A few flat to a little more than 35 cents lower points notwithstanding, most of the cash market was decidedly bullish Tuesday as colder weather had already arrived in some areas or was on the way in others. The gains were pretty much all weather-driven, sources said, since futures and storage influences tended to remain on the negative side.

Upticks ranged from 2-3 cents to nearly $1.40. Quite a few points in the Rockies and Midcontinent recorded gains of around a dollar or more.

Storms brought cool temperatures to nearly all of the Midwest Tuesday, but the thermometer is drop even lower Wednesday. Highs in the 30s and 40s will dominate the Great Lakes are and Lower Midwest, The Weather Channel said. Similarly stormy and cold conditions are continuing in the upper West and Western Canada, while the South and Northeast will get their turns at enduring stormy cold fronts Wednesday.

MRT was about the only pipe to institute an OFO-like alert against cold weather (see Transportation Notes). Transco let an Imbalance OFO remain in place for Wednesday, and PG&E expanded a customer-specific high-inventory OFO into a systemwide one. However, PG&E’s OFO essentially was shrugged off by rising western points. The PG&E citygate and Malin were up by a little more than 15 cents and a little more than 30 cents respectively.

With substantive losses at Texas Eastern M-3 and Transco’s non-New York City Zone 6 pool to back him up, a Northeast marketer tended to dismiss Tuesday’s overall advances as relatively insignificant. “We’re still enjoying our extended fall,” he said, adding that regional weather is not really wintry yet. “We’ve only had two frosts so far” in the Northeast, he pointed out. Heating degree days will start to increase over the next few days, he acknowledged, but basically it will be a case of cooling off “to a normal November day, so I don’t see the cold spell being a big event at this point.”

Even with Henry Hub’s gain of about a nickel and a loss of similar size on the screen Tuesday, the Hub is still well over $2 behind December futures, the marketer noted. Something that should hold the budding bull market in check is that pipes to the Northeast are still “stuffed,” so it will take a while to work off those positive imbalances, he said.

However, although he was “not ready for winter yet” personally, a Calgary-based producer said the season was virtually here with a wind chill of minus four degrees F. Tuesday in his area. Thanks to much colder temperatures in the upper West and Midwest, the NIT (NOVA Inventory Transfer) market was very strong, he said. He saw no transport issues, saying the IT rate was favorable from Westcoast Station 2 to Sumas. “Actually, it’s nice to see us approaching winter pricing pretty soon,” he said.

Restoration of Gulf of Mexico shut-ins slowed drastically again.
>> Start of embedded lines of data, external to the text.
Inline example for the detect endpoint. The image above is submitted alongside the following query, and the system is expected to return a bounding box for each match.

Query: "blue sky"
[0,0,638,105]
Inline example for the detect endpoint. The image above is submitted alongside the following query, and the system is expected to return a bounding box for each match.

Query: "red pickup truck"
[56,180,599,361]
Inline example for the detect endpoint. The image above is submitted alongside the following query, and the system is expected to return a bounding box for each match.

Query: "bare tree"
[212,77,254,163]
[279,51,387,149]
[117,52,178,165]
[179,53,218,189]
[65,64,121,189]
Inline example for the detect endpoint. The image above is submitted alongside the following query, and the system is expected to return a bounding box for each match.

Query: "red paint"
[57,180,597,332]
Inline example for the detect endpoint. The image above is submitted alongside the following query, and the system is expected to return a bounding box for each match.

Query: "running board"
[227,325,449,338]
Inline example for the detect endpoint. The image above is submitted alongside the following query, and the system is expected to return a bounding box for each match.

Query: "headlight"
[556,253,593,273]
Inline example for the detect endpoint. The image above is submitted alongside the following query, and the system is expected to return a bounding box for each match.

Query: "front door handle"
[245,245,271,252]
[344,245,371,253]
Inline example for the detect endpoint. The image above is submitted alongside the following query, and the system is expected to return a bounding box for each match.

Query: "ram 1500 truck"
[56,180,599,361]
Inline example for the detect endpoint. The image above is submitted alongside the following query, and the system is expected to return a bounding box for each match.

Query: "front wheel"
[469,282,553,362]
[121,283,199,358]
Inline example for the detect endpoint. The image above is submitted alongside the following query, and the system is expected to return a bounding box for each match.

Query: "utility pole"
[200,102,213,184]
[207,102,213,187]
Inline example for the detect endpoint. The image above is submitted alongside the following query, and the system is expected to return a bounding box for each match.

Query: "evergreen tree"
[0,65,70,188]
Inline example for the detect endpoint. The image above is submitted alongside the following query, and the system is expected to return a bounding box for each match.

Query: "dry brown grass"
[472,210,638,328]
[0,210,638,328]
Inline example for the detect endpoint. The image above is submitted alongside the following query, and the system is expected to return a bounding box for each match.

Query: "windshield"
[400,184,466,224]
With 66 companies reporting, Minerals Management Service reported 3,714.72 MMcf/d as still offline Tuesday. That was only 27.31 MMcf/d less than the previous day’s tally.

The natural gas screen tacked on another 4.4-cent loss to Monday’s decline of 10.5 cents amid weakness in all of Nymex’s energy futures offerings. And even with the traditional storage withdrawal season under way, analysts see another bearish market influence in continued large injections during last week’s generally mild weather.

Analyst Ron Denhardt of Strategic Energy & Economic Research projects a storage injection of 55 Bcf for the week ending Nov. 11, saying that would compare with no change a year earlier. There is still 3.7 Bcfd of offshore production shut in, he noted, “but this is a substantial improvement over last month…Natural gas processing spreads are now positive so more ethane will be removed from the gas stream. This should tighten the supply-demand balance. We expect shut-in gas production to average 2 Bcf/d December though March.”

Citigroup’s Kyle Cooper was essentially in agreement, saying his final estimation for the upcoming storage report calls for a build of 52-62 Bcf.